Jane goes on to talk about Manhattan, where she and Tim (Shuler Hensley) live in Manhattan Towers, a high-rise development near the theater district that provides some affordable housing for actors and artists. “There seem to be more rich people every day. How is this possible?” asks Jane. “I’m so angry with these people. What some of them spend on a bottle of wine is more than a family has to eat for a week.”
“I don’t know where I’m going politically now,” says one of the characters. “What difference does it make?” says Richard. You’ve got the Wall Street Republicans and the Wall Street Democrats, he explains.
The political comments are intermingled with other issues. The Apples are worried about their uncle, and tentatively try to determine what he remembers and what he does not. They are even more nervous about their sister Marian (Laila Robins), who has recently separated from her husband under tragic circumstances. Their young daughter committed suicide, and her father blames Marian because she and her daughter were having problems and she refused to accept a phone call from the girl on the day she took her life.

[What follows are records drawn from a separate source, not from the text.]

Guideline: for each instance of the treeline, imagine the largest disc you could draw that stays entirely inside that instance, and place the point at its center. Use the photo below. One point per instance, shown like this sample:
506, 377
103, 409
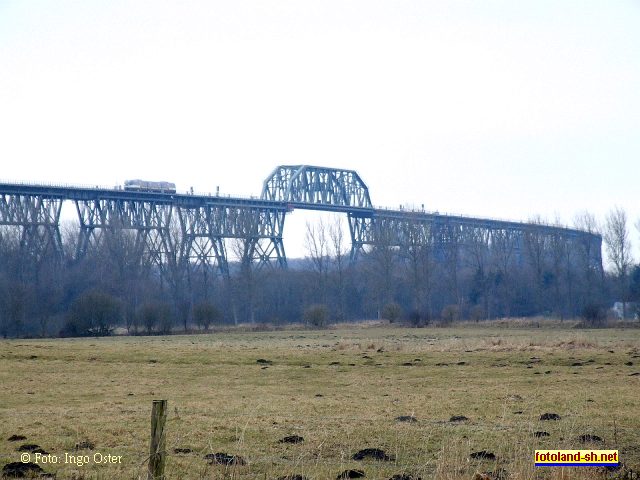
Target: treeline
113, 285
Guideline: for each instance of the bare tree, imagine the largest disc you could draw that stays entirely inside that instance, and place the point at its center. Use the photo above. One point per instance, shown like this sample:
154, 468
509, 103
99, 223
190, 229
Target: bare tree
419, 263
616, 239
587, 272
317, 245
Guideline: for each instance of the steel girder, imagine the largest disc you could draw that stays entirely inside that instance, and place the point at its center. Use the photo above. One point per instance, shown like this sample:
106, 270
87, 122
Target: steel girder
101, 218
173, 229
38, 219
205, 228
508, 240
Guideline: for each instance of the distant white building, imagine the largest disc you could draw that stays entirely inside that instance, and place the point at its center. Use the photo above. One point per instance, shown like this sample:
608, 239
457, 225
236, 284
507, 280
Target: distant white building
632, 310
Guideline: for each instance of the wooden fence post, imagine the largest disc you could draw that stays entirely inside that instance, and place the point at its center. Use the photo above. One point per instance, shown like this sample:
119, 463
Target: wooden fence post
157, 452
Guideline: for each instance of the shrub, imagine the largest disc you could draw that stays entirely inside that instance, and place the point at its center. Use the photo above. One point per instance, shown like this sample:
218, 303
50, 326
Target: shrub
477, 313
316, 315
593, 315
155, 315
418, 319
93, 313
450, 313
391, 312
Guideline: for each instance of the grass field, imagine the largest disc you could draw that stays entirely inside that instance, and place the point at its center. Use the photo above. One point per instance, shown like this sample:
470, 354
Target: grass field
340, 389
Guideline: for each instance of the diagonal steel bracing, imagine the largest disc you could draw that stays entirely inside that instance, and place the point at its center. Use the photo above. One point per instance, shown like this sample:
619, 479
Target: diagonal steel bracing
36, 221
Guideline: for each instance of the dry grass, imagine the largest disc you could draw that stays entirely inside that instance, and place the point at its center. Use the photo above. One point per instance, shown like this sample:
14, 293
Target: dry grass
222, 400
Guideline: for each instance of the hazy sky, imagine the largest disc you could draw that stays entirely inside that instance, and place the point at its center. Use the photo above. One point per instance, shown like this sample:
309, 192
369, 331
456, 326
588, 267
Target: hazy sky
488, 108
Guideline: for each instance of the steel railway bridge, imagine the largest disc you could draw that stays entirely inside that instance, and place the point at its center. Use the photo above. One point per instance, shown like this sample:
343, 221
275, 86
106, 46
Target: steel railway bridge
173, 229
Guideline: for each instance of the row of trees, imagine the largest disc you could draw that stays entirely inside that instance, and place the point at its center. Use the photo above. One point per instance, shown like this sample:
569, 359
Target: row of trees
110, 286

Another important element in “Sweet and Sad” is its serious concern for questions of history. There are references to “history flowing down the Hudson,” and to the hero’s welcome accorded to the Marquis de Lafayette, the French aristocrat and American Revolutionary War General, when he returned to America as an old man in 1824. Perhaps Richard Apple is suggesting a contrast between the proud early history of the United States and the current state of decay of American democracy.
The play closes with a moving recitation by Benjamin Apple (John DeVries), as he rehearses for his public performance later in the day, of Walt Whitman’s “The Wound Dresser.” This masterpiece of free verse tells the story of the poet’s experiences tending to wounded and dying soldiers in the Civil War. Its closing lines are, “Some suffer so much, I recall the experience sweet and sad, (Many a soldier’s loving arms about this neck have cross’d and rested, Many a soldier’s kiss dwells on these bearded lips).”

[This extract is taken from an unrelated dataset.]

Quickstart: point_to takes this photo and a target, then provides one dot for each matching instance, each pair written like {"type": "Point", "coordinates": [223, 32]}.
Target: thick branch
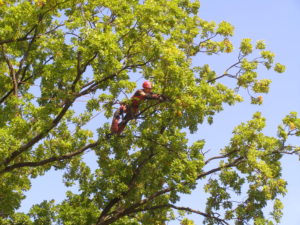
{"type": "Point", "coordinates": [131, 184]}
{"type": "Point", "coordinates": [49, 160]}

Richard Nelson has had a prolific 35-year career as a playwright. He received a Tony Award for his work on the book for the musical The Dead, an adaptation of the famous James Joyce story, in 2000. His social and political concerns are indicated by his first produced play, “The Killing of Yablonski,” based on the assassination of the United Mine Workers official and candidate for union president in 1969.

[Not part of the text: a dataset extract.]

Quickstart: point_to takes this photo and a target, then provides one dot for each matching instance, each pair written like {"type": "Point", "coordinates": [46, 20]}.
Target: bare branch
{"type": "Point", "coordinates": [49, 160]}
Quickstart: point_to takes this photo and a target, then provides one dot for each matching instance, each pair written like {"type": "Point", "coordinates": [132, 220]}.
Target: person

Nelson has also worked on adaptations of Anton Chekhov, including “The Cherry Orchard” and “Three Sisters.” There are certainly echoes of Chekhov in “Sweet and Sad.” The Apple family of teachers, actors and lawyers is not, of course, identical to members of the Russian aristocracy mourning a lost past. What is Chekhovian about the play, though, is the serious way it raises moral and political issues, and how it seems to anticipate, even in the form of probing questions, great events on the horizon.
Nelson strikes an important chord in this work. While the ex-left moves to the right, jaded, cynical and hostile to the working class, in “Sweet and Sad” one detects a different mood, angry yet hopeful, and not ready to give up on the world.